![](/media/fu1advem/how_does_that_work.jpg?width=1000&height=600&format=webp&rnd=133419550619530000)
How does that work? - Eddy-current braking
© Knorr-Bremse
At speeds above 350km/h conventional train brakes, which rely on friction, cannot stop a train within an acceptably short distance. With increasingly longer, heavier and faster trains being introduced, braking has become a major technical problem requiring a novel solution.
The breakthrough: In recent years French, German and Japanese rail engineers have developed eddy-current braking, a wear-free system that bypasses the practical problems of wheel-to-rail adhesion, such as skidding.
Eddy-currents are a characteristic of Lenz’s law published in 1834. Russian physicist Heinrich Lenz determined that an induced current always has a direction where its magnetic field opposes the magnetic field causing the current flow. Eddy-currents develop secondary flux that cancels part of the external flux. These currents are capable of creating heat-producing resistance as the eddy-currents circulate in the rail directly below the coils. This produces a brake force opposing the direction of movement, powerful enough to slow a high-speed train.

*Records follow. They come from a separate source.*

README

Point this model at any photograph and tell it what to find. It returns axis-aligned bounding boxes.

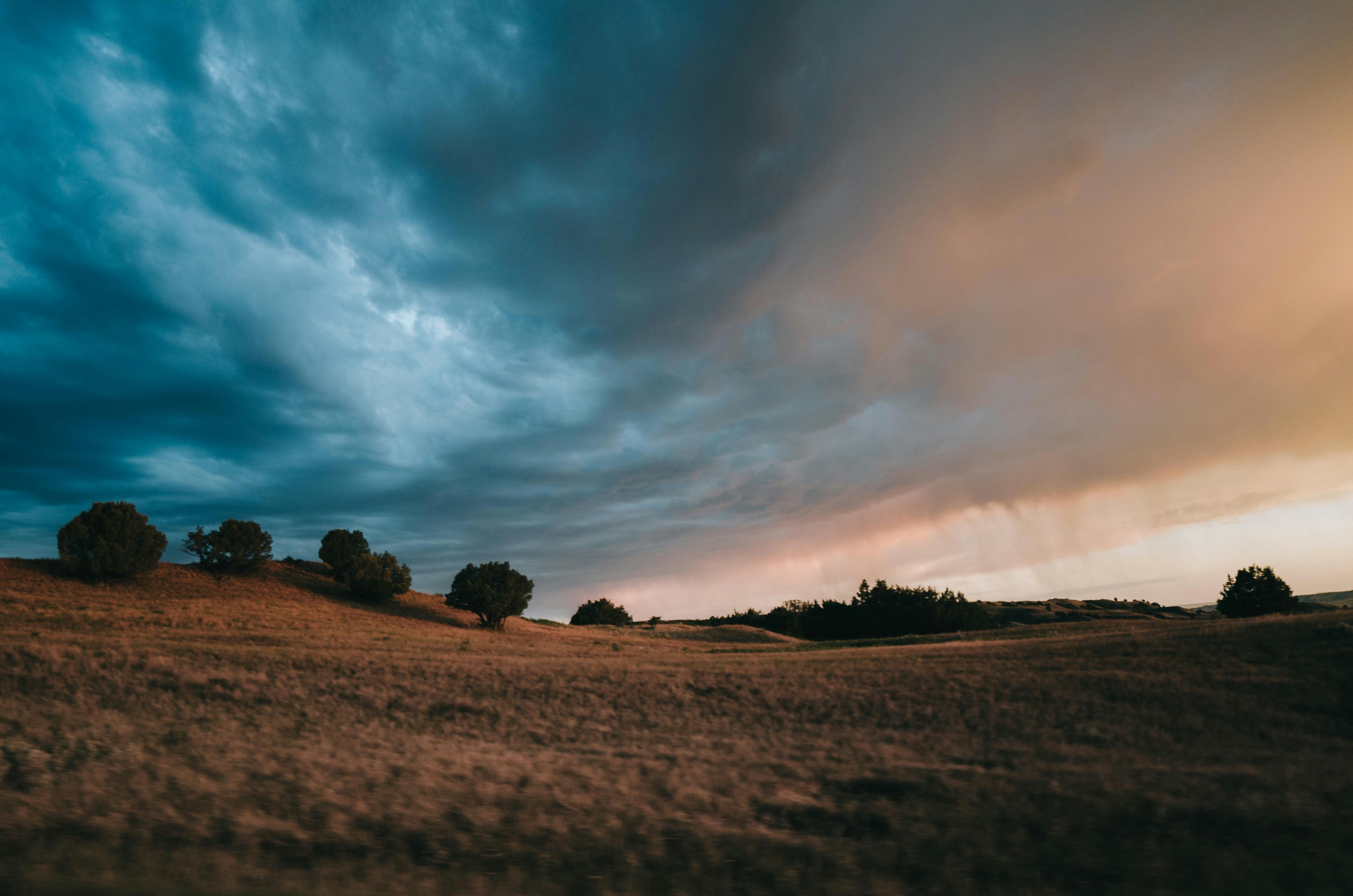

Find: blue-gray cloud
[0,0,1348,612]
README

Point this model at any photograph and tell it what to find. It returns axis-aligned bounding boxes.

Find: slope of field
[1299,592,1353,606]
[0,560,1353,893]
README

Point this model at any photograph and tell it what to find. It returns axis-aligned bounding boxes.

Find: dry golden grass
[0,560,1353,893]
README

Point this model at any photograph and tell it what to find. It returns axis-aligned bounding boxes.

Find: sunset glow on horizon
[0,3,1353,618]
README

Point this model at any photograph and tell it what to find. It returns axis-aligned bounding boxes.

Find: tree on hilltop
[568,597,633,625]
[319,529,373,593]
[1216,564,1302,617]
[446,562,536,631]
[345,551,413,604]
[183,520,272,575]
[57,501,169,578]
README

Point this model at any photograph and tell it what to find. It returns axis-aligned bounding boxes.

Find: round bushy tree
[568,597,634,625]
[1216,566,1302,617]
[346,551,413,604]
[319,529,371,594]
[446,563,536,631]
[57,501,169,578]
[183,520,272,574]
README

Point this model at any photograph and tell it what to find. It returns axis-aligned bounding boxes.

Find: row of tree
[57,501,533,631]
[57,501,1300,642]
[704,579,996,642]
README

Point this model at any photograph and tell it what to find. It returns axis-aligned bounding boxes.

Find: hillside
[0,560,1353,893]
[982,597,1201,625]
[1300,592,1353,606]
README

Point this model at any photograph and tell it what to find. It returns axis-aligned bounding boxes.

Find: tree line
[704,579,996,642]
[57,501,1300,642]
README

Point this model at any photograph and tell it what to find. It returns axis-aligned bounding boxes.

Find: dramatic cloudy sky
[0,0,1353,617]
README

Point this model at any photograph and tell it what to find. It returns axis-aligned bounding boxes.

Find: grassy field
[0,560,1353,893]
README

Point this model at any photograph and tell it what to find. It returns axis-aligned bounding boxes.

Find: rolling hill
[0,560,1353,893]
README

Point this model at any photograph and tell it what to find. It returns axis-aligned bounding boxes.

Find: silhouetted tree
[346,551,413,604]
[704,579,996,642]
[319,529,371,594]
[446,563,536,631]
[57,501,169,578]
[1216,566,1302,617]
[183,520,272,575]
[568,597,633,625]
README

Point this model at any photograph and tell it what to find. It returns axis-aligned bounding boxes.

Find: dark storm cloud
[8,1,1353,612]
[0,3,860,604]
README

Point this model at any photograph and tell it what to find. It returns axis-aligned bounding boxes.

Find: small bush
[57,501,169,578]
[446,563,536,631]
[183,520,272,575]
[568,597,634,625]
[1216,566,1302,617]
[319,529,371,593]
[346,551,413,604]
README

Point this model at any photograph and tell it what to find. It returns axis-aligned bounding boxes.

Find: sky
[0,0,1353,618]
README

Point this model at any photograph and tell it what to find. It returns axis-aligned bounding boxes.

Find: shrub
[183,520,272,574]
[319,529,371,594]
[345,551,413,604]
[446,563,536,631]
[57,501,169,578]
[568,597,633,625]
[1216,566,1302,617]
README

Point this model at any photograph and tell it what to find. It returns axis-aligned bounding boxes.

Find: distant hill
[982,597,1201,625]
[1298,592,1353,605]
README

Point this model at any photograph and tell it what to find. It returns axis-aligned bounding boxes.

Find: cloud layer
[0,3,1353,614]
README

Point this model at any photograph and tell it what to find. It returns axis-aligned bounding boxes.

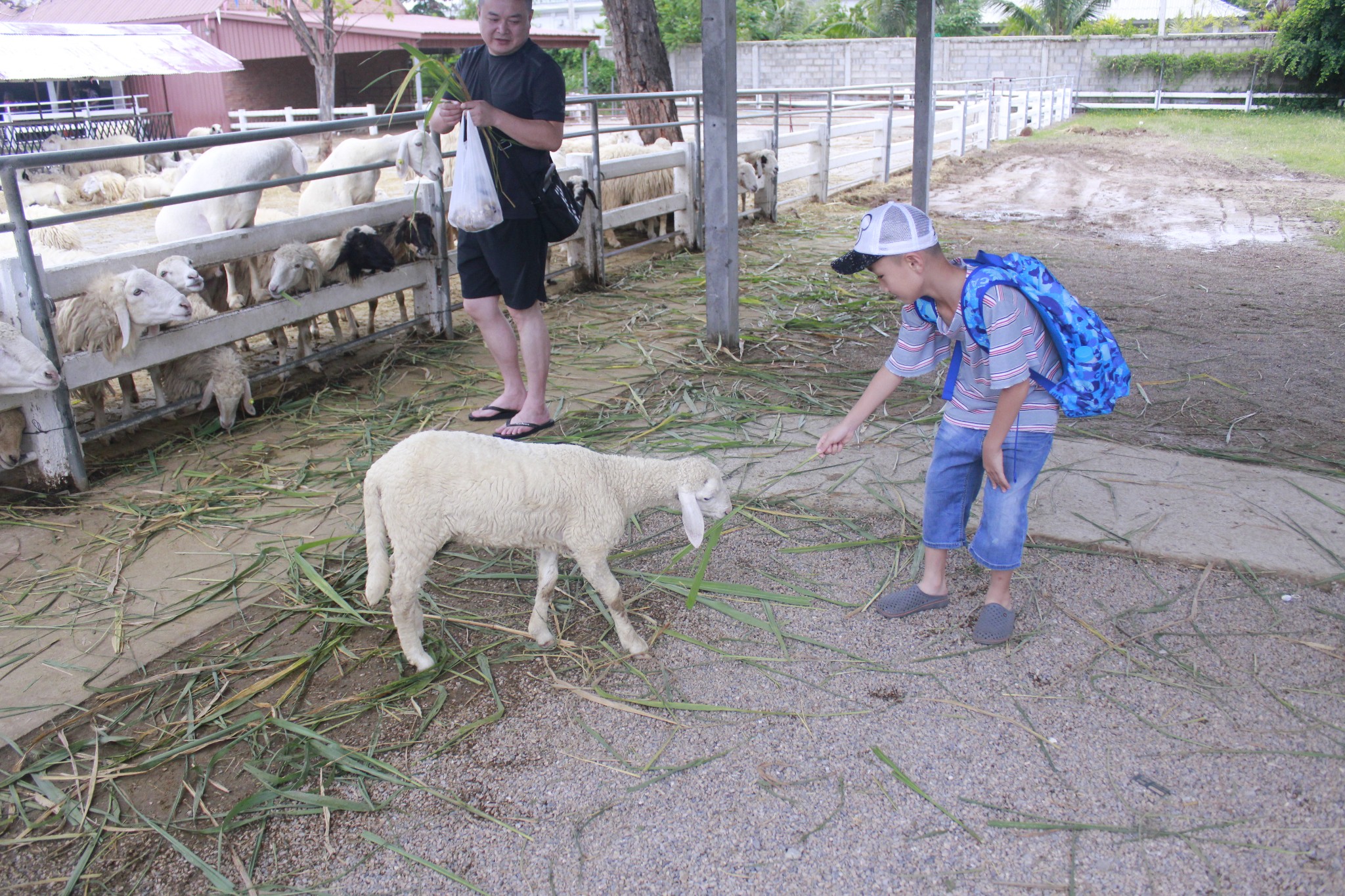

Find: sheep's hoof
[406,650,435,672]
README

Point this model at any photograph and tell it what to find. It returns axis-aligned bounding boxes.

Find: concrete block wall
[669,32,1294,91]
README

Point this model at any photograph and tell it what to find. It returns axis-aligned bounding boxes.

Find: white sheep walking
[155,137,308,243]
[364,431,729,672]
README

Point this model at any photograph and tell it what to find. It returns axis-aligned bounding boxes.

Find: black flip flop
[467,404,518,423]
[493,421,556,440]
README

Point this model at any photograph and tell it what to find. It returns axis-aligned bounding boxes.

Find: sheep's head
[155,255,206,293]
[397,131,444,180]
[196,365,257,433]
[0,321,60,395]
[267,243,323,298]
[676,457,732,548]
[0,408,24,470]
[390,211,437,258]
[113,267,191,348]
[334,224,397,282]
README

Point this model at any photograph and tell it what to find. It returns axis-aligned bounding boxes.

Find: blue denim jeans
[921,421,1055,570]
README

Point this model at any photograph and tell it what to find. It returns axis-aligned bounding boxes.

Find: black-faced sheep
[364,431,729,672]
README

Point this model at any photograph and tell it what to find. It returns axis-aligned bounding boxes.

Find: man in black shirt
[430,0,565,439]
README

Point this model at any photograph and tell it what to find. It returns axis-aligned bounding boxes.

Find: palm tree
[990,0,1111,35]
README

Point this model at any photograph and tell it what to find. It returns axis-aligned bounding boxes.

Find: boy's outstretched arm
[818,367,901,456]
[981,380,1032,492]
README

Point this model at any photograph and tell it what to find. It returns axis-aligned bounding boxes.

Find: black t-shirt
[456,40,565,218]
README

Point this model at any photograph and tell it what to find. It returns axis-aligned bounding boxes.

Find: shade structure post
[701,0,738,348]
[910,0,935,211]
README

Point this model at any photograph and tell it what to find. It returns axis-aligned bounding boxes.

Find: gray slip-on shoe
[971,603,1014,645]
[874,584,948,619]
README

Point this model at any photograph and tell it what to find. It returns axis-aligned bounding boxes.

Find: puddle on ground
[931,156,1305,251]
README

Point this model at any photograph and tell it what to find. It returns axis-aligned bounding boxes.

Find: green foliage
[1273,0,1345,90]
[1097,50,1271,87]
[546,50,616,94]
[990,0,1111,35]
[933,0,986,37]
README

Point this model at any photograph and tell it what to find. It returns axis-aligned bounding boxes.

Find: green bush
[1273,0,1345,90]
[548,50,616,94]
[1097,50,1271,87]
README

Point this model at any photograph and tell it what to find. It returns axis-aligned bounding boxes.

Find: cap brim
[831,250,882,274]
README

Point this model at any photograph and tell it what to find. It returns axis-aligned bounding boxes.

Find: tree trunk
[313,54,336,161]
[603,0,682,144]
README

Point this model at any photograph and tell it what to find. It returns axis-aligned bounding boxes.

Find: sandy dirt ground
[0,121,1345,895]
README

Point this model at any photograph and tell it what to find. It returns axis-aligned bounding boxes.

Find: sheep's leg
[299,318,323,373]
[576,553,650,656]
[149,366,168,407]
[527,551,560,647]
[387,536,435,672]
[117,373,140,419]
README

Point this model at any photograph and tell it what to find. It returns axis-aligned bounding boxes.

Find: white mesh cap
[831,203,939,274]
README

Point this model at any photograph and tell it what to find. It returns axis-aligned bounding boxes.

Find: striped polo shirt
[887,280,1061,433]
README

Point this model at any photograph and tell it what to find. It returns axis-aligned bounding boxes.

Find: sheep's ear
[113,302,131,348]
[676,485,705,548]
[196,377,215,411]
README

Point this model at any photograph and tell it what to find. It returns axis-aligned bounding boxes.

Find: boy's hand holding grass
[818,367,901,457]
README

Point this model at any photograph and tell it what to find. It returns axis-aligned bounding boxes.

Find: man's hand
[981,439,1009,492]
[818,421,860,457]
[429,99,463,135]
[461,99,500,127]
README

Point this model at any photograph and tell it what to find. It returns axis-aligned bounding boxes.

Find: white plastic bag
[448,112,504,234]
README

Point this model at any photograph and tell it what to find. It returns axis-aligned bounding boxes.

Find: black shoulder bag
[533,165,584,243]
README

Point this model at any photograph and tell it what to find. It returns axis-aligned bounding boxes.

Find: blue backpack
[916,253,1130,416]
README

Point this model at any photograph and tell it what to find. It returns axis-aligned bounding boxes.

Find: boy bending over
[818,203,1061,643]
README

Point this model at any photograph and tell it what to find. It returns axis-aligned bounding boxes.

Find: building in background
[9,0,601,136]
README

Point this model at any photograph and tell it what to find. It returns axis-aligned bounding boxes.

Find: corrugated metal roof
[0,20,244,81]
[981,0,1246,24]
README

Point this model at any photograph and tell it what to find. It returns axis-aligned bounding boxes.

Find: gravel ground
[223,519,1345,895]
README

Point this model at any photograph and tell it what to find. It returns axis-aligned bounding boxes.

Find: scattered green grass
[1057,109,1345,180]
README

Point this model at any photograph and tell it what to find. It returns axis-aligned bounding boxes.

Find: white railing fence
[0,79,1073,489]
[229,104,378,135]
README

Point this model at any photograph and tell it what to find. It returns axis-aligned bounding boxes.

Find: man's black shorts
[457,218,548,312]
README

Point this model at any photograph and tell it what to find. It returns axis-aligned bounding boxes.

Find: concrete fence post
[808,125,831,203]
[565,153,603,286]
[672,142,701,251]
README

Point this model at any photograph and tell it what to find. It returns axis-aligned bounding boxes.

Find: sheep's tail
[364,479,391,606]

Today, train operators are using Lenz’s law to great effect. In Germany’s latest ICE3 trains, bogies carry two 1540mm-long magnets with eight coils. In braking, the magnets are lowered to just 7mm above the rail-head. The energised coils induce an opposite magnetic force which acts against the motion of the train, giving a powerful and almost constant deceleration down to 50km/h when conventional brakes take over.